ECLI:NL:CRVB:2020:1675
Centrale Raad van Beroep
- Hoger beroep
- Rechtspraak.nl
Beëindiging van ZW-uitkering en geschiktheid voor WIA-functies na ziekte
In deze zaak heeft de Centrale Raad van Beroep op 30 juli 2020 uitspraak gedaan in hoger beroep over de beëindiging van de ZW-uitkering van appellant. Appellant, die als beveiligingsbeambte werkte, meldde zich op 27 juli 2014 ziek. Het Uitvoeringsinstituut werknemersverzekeringen (Uwv) weigerde hem een uitkering op grond van de Wet WIA, omdat hij per 16 augustus 2016 minder dan 35% arbeidsongeschikt werd geacht. Appellant meldde zich opnieuw ziek op 30 november 2017 en ontving een ZW-uitkering. Het Uwv beëindigde deze uitkering per 12 maart 2018, na te hebben geconcludeerd dat appellant geschikt was voor verschillende functies, ondanks zijn psychische en diabetes gerelateerde klachten.

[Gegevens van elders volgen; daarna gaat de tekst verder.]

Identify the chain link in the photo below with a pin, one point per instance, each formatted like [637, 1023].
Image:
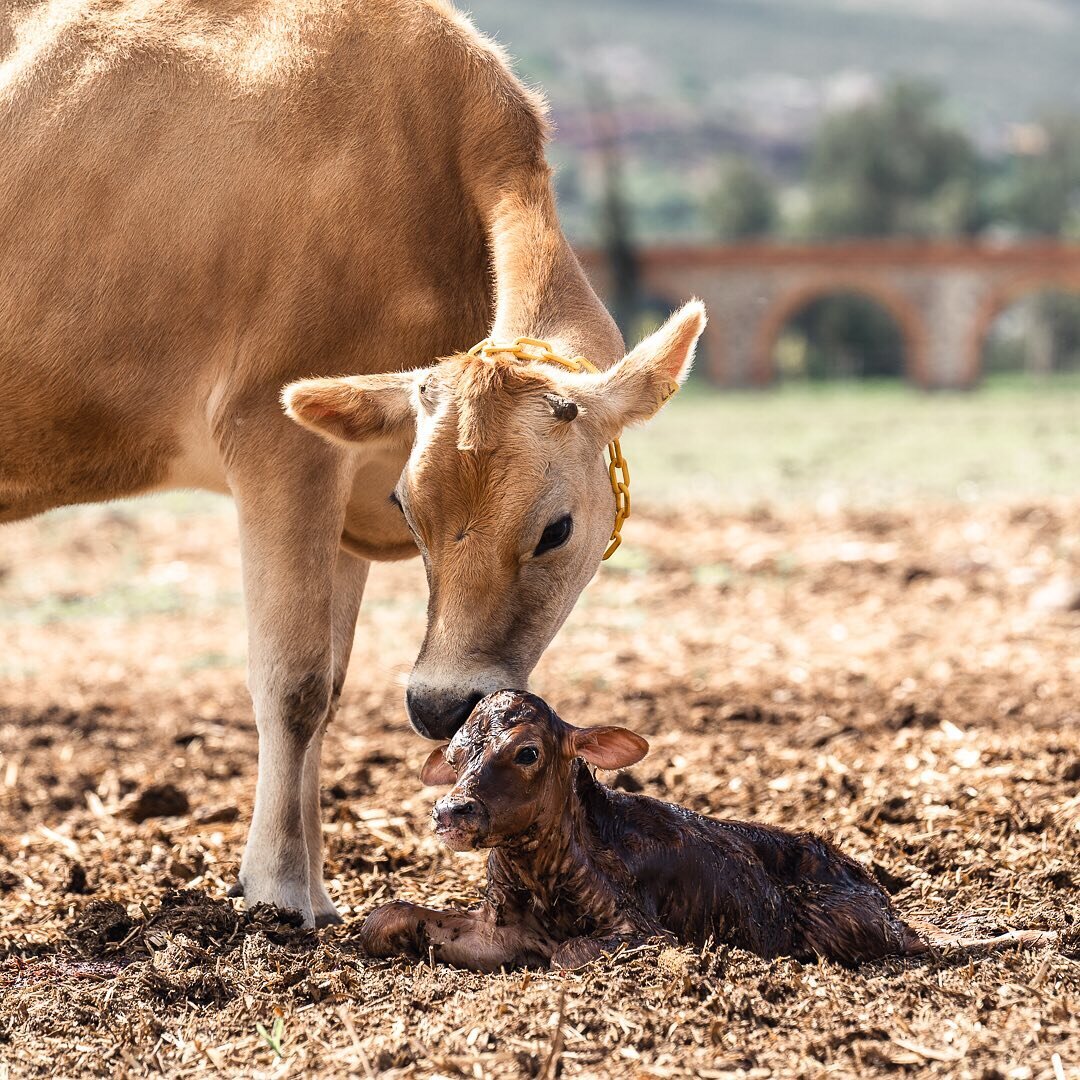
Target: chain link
[538, 351]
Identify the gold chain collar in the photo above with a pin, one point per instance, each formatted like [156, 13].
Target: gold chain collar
[618, 470]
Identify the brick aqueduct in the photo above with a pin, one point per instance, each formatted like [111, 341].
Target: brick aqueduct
[943, 296]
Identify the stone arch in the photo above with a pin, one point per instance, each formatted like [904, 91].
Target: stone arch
[906, 315]
[1002, 297]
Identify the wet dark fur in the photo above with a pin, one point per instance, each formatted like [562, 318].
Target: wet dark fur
[609, 867]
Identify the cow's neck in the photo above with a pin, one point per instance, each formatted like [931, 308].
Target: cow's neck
[541, 291]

De rechtbank Den Haag verklaarde het beroep van appellant tegen het besluit van het Uwv ongegrond. Appellant stelde in hoger beroep dat zijn klachten onvoldoende waren meegewogen en dat het Uwv had nagelaten informatie in te winnen bij zijn behandelend psycholoog. De Raad oordeelde dat het medisch onderzoek door de verzekeringsartsen voldoende zorgvuldig was en dat er geen aanknopingspunten waren voor het oordeel dat de psychische klachten van appellant waren onderschat. De Raad volgde de rechtbank in haar oordeel dat appellant, ondanks zijn aandoeningen, geschikt was voor de in het kader van de Wet WIA geselecteerde functies. Het verzoek van appellant om een onafhankelijke deskundige te benoemen werd afgewezen, omdat er geen twijfel bestond aan de medische beoordeling van het Uwv.
De uitspraak bevestigt dat de beëindiging van de ZW-uitkering terecht was, en dat appellant in staat werd geacht om te werken in de geselecteerde functies, ondanks zijn gezondheidsproblemen.